ÉDITORIAL. Jamais le monde n’a compté autant de milliardaires et jamais il n’a été aussi difficile de taxer ces fortunes extrêmement mobiles. Le constat est simple, les réponses beaucoup moins
Entendez-vous cette colère qui gronde? La rage qu’inspire la concentration des richesses crève les yeux en France, elle se défoule aussi dans les urnes en Allemagne, en Italie ou au Royaume-Uni. Aux Etats-Unis, elle coupe l’opinion publique en deux même si le pouvoir penche actuellement largement du côté des nantis.
Preuve que le sujet est dans l’air du temps, quelques données livrées récemment par le Financial Times mettent des chiffres sur l’envol des grandes fortunes. Alors qu’en 1987 le magazine Forbes identifiait 140 milliardaires dans le monde, il en recense aujourd’hui 3000, qui se partagent 16 000 milliards de dollars. Les avoirs d’Elon Musk, trônant en tête de ce classement, pèsent 342 milliards, soit plus que la somme des fortunes de 1987, estimée alors à 295 milliards.
Pour couronner le tout, la même source nous apprenait en 2024 que les moins de 30 ans qui rejoignaient ce cercle étaient tous des héritiers. Alors que l’endettement public atteint des sommets, que l’Etat providence montre ses limites et que les besoins pour limiter les effets du changement climatique sont colossaux, tous les ingrédients d’une dangereuse marmite à pression sur le point d’exploser sont réunis.
Des fortunes extrêmement mobiles
Face à ce constat et ces besoins, le bon sens voudrait que les pays membres de l’OCDE s’assoient autour d’une table et proposent un impôt minimal pour les ultra-riches. Vu les montants brassés, un taux assez bas suffirait pour améliorer l’ordinaire des Etats. La Suisse, rare pays pratiquant encore un impôt sur la fortune, est bien placée pour le savoir. A Genève, selon des chiffres articulés par la conseillère d’Etat chargée des Finances, Nathalie Fontanet, 1,3% des contribuables paient 78% de l’impôt sur la fortune.
Parvenir à une alliance internationale sur ce thème dans le contexte actuel est toutefois illusoire.
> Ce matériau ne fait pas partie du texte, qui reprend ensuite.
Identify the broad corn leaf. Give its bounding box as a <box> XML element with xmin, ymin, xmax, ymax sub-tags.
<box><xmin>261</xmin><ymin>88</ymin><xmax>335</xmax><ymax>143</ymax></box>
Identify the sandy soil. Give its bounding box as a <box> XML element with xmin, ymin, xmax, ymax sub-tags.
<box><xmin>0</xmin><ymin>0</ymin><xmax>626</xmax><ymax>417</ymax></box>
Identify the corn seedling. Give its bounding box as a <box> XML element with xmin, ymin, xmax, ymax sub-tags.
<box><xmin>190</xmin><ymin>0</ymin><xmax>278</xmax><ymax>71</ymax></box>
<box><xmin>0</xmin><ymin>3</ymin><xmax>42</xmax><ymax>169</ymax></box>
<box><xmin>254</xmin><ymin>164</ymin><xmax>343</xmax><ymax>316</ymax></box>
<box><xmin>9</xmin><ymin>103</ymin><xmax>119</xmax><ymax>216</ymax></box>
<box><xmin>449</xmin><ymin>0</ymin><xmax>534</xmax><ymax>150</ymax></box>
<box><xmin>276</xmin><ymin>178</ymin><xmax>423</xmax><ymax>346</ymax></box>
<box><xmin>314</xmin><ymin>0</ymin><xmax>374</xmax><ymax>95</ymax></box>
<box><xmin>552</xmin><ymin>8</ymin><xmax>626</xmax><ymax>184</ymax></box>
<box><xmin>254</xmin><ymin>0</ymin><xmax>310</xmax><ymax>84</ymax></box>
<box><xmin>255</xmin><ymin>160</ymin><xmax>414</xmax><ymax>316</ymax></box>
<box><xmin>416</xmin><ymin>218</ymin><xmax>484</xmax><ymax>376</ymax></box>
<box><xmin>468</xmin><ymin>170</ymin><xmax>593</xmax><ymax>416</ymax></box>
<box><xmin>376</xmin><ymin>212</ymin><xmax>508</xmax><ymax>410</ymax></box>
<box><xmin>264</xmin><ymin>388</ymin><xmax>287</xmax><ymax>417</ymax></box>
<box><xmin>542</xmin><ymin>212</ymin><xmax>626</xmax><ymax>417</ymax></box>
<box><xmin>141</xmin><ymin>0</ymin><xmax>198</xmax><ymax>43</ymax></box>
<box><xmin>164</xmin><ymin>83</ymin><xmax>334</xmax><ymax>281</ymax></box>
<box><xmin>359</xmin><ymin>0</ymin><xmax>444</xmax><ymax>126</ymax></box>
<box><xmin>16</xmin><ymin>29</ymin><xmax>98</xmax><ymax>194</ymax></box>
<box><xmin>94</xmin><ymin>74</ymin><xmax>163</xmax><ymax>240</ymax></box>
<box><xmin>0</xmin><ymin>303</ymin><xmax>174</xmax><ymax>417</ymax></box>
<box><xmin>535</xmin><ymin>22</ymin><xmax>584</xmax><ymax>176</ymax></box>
Et quiconque part seul s’expose à un exode de milliardaires aujourd’hui très mobiles. Au Royaume-Uni, l’abolition de l’exemption fiscale des avoirs à l’étranger avait déjà entraîné 10 000 départs ce printemps.
Nul besoin de franchir la Manche pour trouver des exilés fiscaux. La révélation cet été du déménagement en Italie de Renaud de Planta a agité la République et Canton de Genève. Le départ de l’ex-associé de la banque Pictet fait suite à la récente délocalisation du groupe SGS à Zoug, probablement aussi pour bénéficier d’un fisc plus clément. D’autres fortunes ont discrètement migré à Dubaï pour des raisons qui n’ont rien à voir avec l’ensoleillement des Emirats arabes unis.
Les réponses à ce sac de nœuds fiscal vont varier de pays en pays. Aussi compréhensible que puisse être l’exaspération populaire face à des chiffres qui donnent le tournis, une évidence doit rester à l’esprit du citoyen suisse à l’heure de voter sur ces questions brûlantes. Les ultra-riches nourrissent l’Etat social, comme en témoignent les chiffres à Genève ou dans le canton de Vaud. Traquer les milliardaires ou dissuader l’entrepreneuriat risque donc de produire l’effet inverse de ce qui est recherché: porter préjudice à l’édifice construit depuis l’après-guerre plutôt que de le servir.